Tesla hat seine Auslieferungszahlen für das vierte Quartal bekanntgegeben, und diese fallen eher schwach aus. Der Elektroautohersteller hatte einen Absatz von 418.227 Fahrzeugen, während Analysten 422.850 vorhergesagt hatten. Schwerer wiegt jedoch, dass Tesla über 16.000 Fahrzeuge mehr produziert als verkauft hat, sodass der Bestand im ersten Quartal 2026 nun mit Preisnachlässen abgebaut werden muss.
Das Verfehlen der Auslieferungsziele ist nicht überraschend, da es sich um das erste Quartal nach dem Auslaufen der staatlichen Förderung in den USA gehandelt hat, der Steuerbonus war für viele Amerikaner wahrscheinlich ein Hauptargument für den Kauf eines Tesla Model Y oder Model 3. Trotz der wenig überzeugenden Auslieferungen im vierten Quartal erklärt Elon Musk dennoch, das Model Y sei weiterhin das weltweit meistverkaufte Auto geblieben.
Im Jahr 2023 war dies noch zweifellos der Fall, als die Verkäufe von Elektroautos und insbesondere die des Tesla Model Y ihren Höhepunkt erreicht hatten. Tesla behauptete dies auch für das Jahr 2024, als das Model Y knapp vor dem Toyota RAV4 lag, auch wenn der Toyota SUV in revidierten Statistiken die Spitzenposition eingenommen hat.

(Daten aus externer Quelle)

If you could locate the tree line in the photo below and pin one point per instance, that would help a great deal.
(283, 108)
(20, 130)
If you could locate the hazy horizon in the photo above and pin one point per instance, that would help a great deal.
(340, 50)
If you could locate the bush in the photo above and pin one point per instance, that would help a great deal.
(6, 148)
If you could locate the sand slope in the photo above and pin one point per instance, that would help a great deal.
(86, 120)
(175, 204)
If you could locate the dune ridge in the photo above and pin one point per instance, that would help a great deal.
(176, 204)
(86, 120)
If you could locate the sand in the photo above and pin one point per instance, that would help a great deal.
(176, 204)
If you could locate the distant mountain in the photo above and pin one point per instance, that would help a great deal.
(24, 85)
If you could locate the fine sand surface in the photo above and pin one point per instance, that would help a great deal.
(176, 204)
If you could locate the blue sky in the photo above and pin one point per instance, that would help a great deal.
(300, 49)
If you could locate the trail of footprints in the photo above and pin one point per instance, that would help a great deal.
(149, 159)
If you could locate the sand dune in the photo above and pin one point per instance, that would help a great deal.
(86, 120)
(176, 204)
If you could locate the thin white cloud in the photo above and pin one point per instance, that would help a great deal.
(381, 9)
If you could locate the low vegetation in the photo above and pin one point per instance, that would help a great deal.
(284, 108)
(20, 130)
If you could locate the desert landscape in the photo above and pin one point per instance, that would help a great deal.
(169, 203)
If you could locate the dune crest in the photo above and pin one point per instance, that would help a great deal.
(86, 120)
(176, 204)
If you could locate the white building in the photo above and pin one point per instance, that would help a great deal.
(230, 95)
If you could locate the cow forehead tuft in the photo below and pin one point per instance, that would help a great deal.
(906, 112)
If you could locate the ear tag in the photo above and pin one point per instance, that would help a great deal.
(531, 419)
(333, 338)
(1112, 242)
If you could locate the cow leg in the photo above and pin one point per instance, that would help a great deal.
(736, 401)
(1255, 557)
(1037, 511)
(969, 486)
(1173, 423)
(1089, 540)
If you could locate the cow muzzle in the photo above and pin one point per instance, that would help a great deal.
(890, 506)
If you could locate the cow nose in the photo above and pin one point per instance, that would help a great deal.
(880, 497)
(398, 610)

Dass das Model Y auch 2025 das weltweit beliebteste Pkw-Modell war, ist angesichts rückläufiger Auslieferungen, die auch auf Elon Musks politische Aktivitäten und die allgemeine Schwäche des Elektroautomarkts zurückzuführen sind, zumindest fragwürdig. Musks Aussage dürfte auf internen Daten basieren, die bislang nicht öffentlich zugänglich sind. Zu diesem frühen Zeitpunkt ist es noch nicht möglich, sämtliche Produktions- und Auslieferungszahlen aller Hersteller auszuwerten.
Nichtsdestotrotz hat Tesla im vierten Quartal jede Menge Verkaufsanreize für das Model Y geboten, darunter eine 0%-Finanzierung sowie kostenlose Upgrades, und trotzdem wurden die Erwartungen nicht erfüllt. Vorerst sollte Elon Musks optimistische Einschätzung daher mit einem gesunden Maß an Skepsis betrachtet werden, zumindest bis die vollständigen Absatzzahlen aus vertrauenswürdigen Quellen vorliegen.